[英]Can I create a histogram/bar graph from a list in python? typeError: expected str, found List
I am using matplotlib, pandas and gensim.我正在使用 matplotlib、pandas 和 gensim。 I am trying to create a histogram based on frequent words by extracting text directly from a website.
我正在尝试通过直接从网站中提取文本来创建基于常用词的直方图。 I am receiving a typeError in this instance:
在这种情况下我收到一个类型错误:
text = ','.join(map(str, description_list))
word_frequency = Counter(" ".join(description_list[0]).split()).most_common(10)
from this part of my code:从我的代码的这一部分:
#start of problems
data = {
"description": [text_corpus]
}
df = pd.DataFrame(data)
description_list = df['description'].values.tolist()
text = ','.join(map(str, description_list))
word_frequency = Counter(" ".join(description_list[0]).split()).most_common(10)
# `most_common` returns a list of (word, count) tuples
words = [word for word, _ in word_frequency]
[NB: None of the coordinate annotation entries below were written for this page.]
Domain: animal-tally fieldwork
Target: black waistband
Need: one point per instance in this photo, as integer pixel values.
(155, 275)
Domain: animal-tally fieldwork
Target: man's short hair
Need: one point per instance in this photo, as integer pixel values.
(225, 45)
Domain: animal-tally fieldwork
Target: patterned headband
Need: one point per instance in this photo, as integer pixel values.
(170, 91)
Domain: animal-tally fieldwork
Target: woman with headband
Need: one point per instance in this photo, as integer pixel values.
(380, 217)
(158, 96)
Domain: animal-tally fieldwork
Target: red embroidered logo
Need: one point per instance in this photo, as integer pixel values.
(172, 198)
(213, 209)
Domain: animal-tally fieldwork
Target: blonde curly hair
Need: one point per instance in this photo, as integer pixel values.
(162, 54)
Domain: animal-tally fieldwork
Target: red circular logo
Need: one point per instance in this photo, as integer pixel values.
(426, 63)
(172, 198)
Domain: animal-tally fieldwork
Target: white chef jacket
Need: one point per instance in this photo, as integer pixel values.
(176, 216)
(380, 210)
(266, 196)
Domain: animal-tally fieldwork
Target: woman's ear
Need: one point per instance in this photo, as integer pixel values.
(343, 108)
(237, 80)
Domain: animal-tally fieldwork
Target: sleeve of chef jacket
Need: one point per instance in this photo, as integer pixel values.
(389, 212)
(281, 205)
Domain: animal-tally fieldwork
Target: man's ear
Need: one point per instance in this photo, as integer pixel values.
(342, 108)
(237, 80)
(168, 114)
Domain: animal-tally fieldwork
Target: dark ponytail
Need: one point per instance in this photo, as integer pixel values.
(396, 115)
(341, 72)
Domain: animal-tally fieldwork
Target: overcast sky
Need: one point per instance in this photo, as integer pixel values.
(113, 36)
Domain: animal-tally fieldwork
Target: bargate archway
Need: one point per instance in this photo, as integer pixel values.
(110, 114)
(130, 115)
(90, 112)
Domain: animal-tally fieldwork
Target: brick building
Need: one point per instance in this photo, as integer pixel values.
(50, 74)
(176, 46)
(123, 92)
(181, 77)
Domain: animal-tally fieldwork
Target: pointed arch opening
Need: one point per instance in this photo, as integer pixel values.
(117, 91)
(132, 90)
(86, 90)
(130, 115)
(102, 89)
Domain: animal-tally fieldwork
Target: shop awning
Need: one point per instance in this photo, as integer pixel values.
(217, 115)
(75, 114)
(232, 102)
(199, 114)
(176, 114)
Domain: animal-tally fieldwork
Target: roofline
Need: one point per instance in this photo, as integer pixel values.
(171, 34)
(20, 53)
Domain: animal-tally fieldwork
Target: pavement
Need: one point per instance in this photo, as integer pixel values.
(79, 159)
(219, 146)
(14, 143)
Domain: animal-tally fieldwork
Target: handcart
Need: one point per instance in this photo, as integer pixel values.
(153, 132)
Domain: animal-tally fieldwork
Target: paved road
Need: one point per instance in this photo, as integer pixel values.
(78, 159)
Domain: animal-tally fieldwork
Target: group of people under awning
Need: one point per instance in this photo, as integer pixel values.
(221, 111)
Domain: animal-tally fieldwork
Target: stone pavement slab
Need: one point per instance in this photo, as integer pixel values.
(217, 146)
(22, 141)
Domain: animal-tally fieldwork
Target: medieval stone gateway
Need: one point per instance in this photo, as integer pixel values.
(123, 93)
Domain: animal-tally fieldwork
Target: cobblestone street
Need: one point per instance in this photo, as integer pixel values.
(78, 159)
counts = [counts for _, counts in word_frequency]
plt.bar(words, counts)
plt.title("10 most frequent tokens in description")
plt.ylabel("Frequency")
plt.xlabel("Words")
plt.show()
print(text)
Here is the initial part of my code, which works in extracting textual data from a website:这是我的代码的初始部分,用于从网站提取文本数据:
from urllib.request import urlopen
from bs4 import BeautifulSoup
import pprint
from re import X
import string
from tokenize import Token
from collections import Counter
import matplotlib.pyplot as plt
import pandas as pd
url = "https://www.bbc.com/news/world-us-canada-61294585"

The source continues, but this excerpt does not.